If you have the chance to modify the code I think it would be much more readable to use a plain F9.5 and explicitly divide the variable by 100000, something like:

k=810000

...

WRITE(*,'(F9.5)') REAL(k)/100000.

Solved

Posted on 2012-09-20

I am working with Fortran 77 and Fortran 90 code, some of which is converted and some that is melded together. I have come across a formatting descriptor that I can not find anywhere in any reference. Generally, it seems to be used for an integer conversion. For example, a variable containing the number 810000 (as an integer) is written out to obtain 8.10000 as a result using dfloat, but the descriptor is -5PF9.5. I cannot find any information anywhere as to what the -5 or the P means. I know, for instance, if it had been 2F5.2, it would mean to repeat 5.2 twice, but the -5PF9.5 is not the same and I'm baffled as to where this comes from. I'm guessing that the -5 has something to do with the decimal being inserted 5 places to the left (in this case), but why the 'P'? Does anyone have any insight into the '-5P' portion here?

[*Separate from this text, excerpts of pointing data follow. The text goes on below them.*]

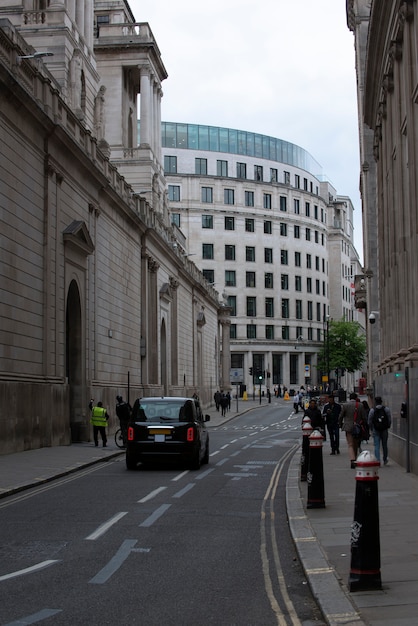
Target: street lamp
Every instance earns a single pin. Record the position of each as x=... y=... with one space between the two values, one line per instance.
x=326 y=348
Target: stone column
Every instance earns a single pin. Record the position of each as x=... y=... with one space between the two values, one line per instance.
x=145 y=106
x=225 y=321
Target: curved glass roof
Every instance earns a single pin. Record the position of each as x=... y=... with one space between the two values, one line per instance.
x=229 y=140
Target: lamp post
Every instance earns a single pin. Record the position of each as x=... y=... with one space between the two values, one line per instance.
x=326 y=349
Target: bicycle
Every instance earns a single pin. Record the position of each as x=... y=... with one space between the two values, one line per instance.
x=120 y=438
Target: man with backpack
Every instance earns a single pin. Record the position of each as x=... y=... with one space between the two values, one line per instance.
x=380 y=420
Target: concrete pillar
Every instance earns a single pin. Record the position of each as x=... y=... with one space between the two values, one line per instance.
x=145 y=107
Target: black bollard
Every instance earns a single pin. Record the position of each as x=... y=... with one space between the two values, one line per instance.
x=304 y=459
x=365 y=537
x=316 y=495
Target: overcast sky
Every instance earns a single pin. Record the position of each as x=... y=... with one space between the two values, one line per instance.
x=283 y=68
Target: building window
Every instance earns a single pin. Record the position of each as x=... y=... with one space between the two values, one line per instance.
x=285 y=282
x=230 y=278
x=268 y=280
x=174 y=193
x=207 y=221
x=249 y=225
x=201 y=166
x=250 y=253
x=229 y=196
x=270 y=331
x=170 y=165
x=222 y=168
x=269 y=307
x=249 y=198
x=175 y=219
x=229 y=223
x=251 y=306
x=267 y=200
x=209 y=275
x=207 y=194
x=229 y=253
x=232 y=304
x=285 y=308
x=207 y=251
x=250 y=279
x=241 y=170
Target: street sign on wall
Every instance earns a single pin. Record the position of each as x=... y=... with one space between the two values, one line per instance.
x=236 y=375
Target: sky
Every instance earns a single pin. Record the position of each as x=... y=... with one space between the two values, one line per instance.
x=277 y=67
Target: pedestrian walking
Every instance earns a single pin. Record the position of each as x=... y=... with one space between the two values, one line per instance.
x=316 y=417
x=351 y=417
x=99 y=419
x=123 y=411
x=224 y=404
x=380 y=420
x=331 y=413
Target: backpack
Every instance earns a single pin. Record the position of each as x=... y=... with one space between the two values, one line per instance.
x=380 y=419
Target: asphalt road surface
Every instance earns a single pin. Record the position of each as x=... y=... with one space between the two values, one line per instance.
x=160 y=545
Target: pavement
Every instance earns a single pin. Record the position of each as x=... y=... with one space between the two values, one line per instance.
x=322 y=536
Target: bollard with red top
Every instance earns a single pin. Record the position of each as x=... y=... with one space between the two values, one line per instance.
x=316 y=494
x=365 y=537
x=304 y=459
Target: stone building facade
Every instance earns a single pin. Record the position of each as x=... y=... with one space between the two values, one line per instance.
x=96 y=300
x=386 y=35
x=270 y=232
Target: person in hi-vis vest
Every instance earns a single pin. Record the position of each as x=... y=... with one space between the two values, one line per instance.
x=99 y=419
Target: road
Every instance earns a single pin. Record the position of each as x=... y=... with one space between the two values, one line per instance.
x=162 y=546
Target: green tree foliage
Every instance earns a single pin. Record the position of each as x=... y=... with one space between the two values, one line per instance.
x=346 y=345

I've seen different negative numbers, but there is always a P.

3 Comments

If you have the chance to modify the code I think it would be much more readable to use a plain F9.5 and explicitly divide the variable by 100000, something like:

k=810000

...

WRITE(*,'(F9.5)') REAL(k)/100000.

RATE is declared as REAL*4, ECURRT is an INTEGER*4 (although I don't think that would matter here.

RATE=ECURRT/100000

WRITE(lu02,"(F9.5)")RATE

where ECURRT=810000, but my output (RATE) is 8.00000 instead of the expected 8.10000, so of course it is throwing my calcuation off. Any idea why it isn't translating all the digits?

Incidently, also tried RATE=REAL(ECURRT/100000)

UPDATE - had the parentheses wrong, tried RATE=(ECURRT)/100000 and it worked just fine. Thank you so much.